К этому времени было уже много приказов о сдаче трофейного оружия. Холодное оружие - меч, шпагу и кинжал я не прятал, поэтому наш уполномоченный их давно забрал. Наличие «Вальтера» я не афишировал, а в двадцать лет расстаться с пистолетом было жалко. Но когда появились приказы, в соответствии с которыми за не сдачу оружия стали отдавать под суд, я выбросил свой «Вальтер» в Днепр, когда проезжали по железнодорожному мосту где-то в районе Речицы. Сдать его было боязно, т.к. могли спросить, почему не сдал раньше, а хранить дальше было опасно. Было это в 1947 году, больше пятидесяти лет прошло с тех пор.
Но все это было позже. А когда мы с Петром Пушкиным прибыли в Хойники и доложились командиру, нас направили по своим подразделениям. Штаб и штабные офицеры, как и во время войны, разместились по домам. В Белоруссии к нам хорошо относились. Да около нас можно было и подкормиться. Наш отдел разместился в одной большой комнате. Вспоминается, что если в подразделениях еще находилась какая-то работа, то в штабе делать было нечего. Сейчас мне видятся две причины этого безделья.
Во-первых, вместо привычного строительства аэродромов с видимым результатом - тут же велись боевые вылеты истребителей, а каждый офицер имел свой и тоже привычный круг обязанностей - нас послали на совсем не военное дело, на лесозаготовки.
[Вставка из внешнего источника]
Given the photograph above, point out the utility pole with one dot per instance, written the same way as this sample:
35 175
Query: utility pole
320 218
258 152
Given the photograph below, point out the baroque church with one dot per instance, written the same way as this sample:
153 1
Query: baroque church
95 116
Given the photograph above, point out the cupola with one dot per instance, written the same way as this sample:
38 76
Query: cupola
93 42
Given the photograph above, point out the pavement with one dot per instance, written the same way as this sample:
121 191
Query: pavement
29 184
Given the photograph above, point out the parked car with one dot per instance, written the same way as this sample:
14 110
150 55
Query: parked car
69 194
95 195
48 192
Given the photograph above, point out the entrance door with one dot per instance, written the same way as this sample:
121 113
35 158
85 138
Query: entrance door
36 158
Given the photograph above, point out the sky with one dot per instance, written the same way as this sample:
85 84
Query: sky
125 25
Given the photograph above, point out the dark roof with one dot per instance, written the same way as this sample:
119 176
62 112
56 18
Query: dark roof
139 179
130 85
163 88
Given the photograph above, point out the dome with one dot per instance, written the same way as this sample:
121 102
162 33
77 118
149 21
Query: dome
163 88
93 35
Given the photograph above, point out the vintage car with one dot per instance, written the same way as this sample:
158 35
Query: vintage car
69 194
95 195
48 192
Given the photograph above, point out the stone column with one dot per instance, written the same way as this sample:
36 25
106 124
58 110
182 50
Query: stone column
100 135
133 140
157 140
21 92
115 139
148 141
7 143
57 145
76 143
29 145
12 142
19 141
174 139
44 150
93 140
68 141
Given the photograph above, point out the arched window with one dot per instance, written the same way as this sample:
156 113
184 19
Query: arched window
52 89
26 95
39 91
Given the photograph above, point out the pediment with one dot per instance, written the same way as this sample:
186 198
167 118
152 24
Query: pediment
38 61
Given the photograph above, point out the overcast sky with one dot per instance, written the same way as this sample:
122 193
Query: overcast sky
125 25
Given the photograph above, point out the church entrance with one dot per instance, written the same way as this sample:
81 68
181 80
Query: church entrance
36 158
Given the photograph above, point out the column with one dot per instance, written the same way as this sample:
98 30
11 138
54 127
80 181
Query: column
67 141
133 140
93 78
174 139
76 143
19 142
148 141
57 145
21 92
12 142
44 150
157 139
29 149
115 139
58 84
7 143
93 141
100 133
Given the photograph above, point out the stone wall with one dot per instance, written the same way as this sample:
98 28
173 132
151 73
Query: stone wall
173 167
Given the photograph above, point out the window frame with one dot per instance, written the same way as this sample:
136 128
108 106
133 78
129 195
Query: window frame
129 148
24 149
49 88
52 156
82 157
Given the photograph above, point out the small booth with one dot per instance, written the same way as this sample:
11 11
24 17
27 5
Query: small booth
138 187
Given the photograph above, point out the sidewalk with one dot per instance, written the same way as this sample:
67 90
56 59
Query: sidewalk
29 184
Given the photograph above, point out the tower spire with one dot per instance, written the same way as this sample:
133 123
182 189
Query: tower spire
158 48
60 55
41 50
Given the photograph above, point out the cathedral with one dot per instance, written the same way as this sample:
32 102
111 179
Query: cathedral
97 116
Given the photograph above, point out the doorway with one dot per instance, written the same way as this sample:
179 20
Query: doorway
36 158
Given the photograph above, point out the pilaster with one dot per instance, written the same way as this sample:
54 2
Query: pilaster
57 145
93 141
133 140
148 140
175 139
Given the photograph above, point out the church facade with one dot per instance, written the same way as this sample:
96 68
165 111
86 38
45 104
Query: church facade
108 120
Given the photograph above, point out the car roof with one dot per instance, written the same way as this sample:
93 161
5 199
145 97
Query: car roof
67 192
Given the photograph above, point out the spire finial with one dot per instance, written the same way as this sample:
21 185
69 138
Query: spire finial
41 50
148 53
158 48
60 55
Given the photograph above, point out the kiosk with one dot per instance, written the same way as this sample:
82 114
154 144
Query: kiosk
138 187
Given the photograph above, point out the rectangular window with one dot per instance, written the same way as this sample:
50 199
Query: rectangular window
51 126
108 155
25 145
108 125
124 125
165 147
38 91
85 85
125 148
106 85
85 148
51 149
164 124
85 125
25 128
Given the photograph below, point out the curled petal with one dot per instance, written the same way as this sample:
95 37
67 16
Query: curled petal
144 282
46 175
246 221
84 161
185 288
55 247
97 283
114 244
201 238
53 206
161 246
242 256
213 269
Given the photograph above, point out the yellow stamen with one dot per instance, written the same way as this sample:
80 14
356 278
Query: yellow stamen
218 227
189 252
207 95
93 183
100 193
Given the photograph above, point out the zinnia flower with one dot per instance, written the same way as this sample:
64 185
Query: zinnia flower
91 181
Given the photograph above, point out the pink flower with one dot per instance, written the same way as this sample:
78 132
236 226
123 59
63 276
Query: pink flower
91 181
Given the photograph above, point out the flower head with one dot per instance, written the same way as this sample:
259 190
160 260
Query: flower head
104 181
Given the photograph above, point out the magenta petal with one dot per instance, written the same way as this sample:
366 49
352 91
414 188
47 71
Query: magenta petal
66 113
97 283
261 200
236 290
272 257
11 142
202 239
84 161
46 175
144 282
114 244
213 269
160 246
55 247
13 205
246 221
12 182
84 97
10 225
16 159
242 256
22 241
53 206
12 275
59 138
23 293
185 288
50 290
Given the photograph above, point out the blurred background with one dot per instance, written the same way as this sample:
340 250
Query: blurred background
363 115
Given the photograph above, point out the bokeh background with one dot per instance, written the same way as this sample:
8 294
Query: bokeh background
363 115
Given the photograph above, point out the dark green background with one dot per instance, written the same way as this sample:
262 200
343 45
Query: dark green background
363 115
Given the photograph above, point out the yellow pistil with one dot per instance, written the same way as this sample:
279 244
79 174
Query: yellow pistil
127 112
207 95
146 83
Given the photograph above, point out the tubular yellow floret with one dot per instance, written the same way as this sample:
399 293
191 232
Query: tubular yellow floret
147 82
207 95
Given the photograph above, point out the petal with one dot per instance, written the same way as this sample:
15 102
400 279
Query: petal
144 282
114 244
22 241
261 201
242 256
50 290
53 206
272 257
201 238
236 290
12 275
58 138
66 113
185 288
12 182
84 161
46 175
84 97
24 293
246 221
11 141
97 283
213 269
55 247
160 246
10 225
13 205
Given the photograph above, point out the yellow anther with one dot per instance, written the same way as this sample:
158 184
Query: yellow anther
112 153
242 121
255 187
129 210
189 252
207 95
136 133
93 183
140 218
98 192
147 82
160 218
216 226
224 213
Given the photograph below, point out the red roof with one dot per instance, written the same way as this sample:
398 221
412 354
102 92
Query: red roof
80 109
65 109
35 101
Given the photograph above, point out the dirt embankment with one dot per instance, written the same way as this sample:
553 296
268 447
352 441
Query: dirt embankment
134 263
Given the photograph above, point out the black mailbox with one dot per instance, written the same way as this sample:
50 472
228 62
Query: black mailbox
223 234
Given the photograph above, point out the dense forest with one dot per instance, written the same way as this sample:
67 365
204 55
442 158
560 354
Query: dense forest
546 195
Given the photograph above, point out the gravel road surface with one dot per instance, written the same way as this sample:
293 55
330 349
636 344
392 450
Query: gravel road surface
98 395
И хотя об этом мы знали еще в Германии, было это и непривычно, и немного обидно.
Во-вторых, и это, пожалуй, главное - происходили большие увольнения офицеров, особенно офицеров военного времени. И многие просто не знали, когда подойдет его очередь. Вся служба, как тогда говорили, проходила «в трясучем режиме».
А было и такое. На второй день после нашего прибытия в часть меня пригласили на склад и дали, я об этом, кажется, уже писал, посуду и другое из трофейного имущества, выделенного таким, как я, «бессеребреникам». Но самое замечательное и совсем уж неожиданное - мне выделили небольшого поросенка. Мы его, конечно, тут же закололи (остальные успели раньше расправиться со своим «свинством») и съели под самогон. Кстати, в городе продавали спирт-сырец - такая мутная и противная «бормотуха» градусов на шестьдесят. А вообще-то мы быстро почувствовали разницу жизни в Германии и разрушенной Белоруссии. Через некоторое время штаб перебрался на железнодорожную станцию, а мы расселились поблизости по частым квартирам. Я снял комнату в каком-то доме и оборудовал ее тем, чем меня наградили. Вспомнил еще: мне выделили радиоприемник «Филипс». Это не был такой шикарный приемник как, например, «Телефункен», но ловил и очень чисто многие заграничные станции. Меня, собственно, интересовала только музыка, а об антисоветских радиопередачах я что-то не помню.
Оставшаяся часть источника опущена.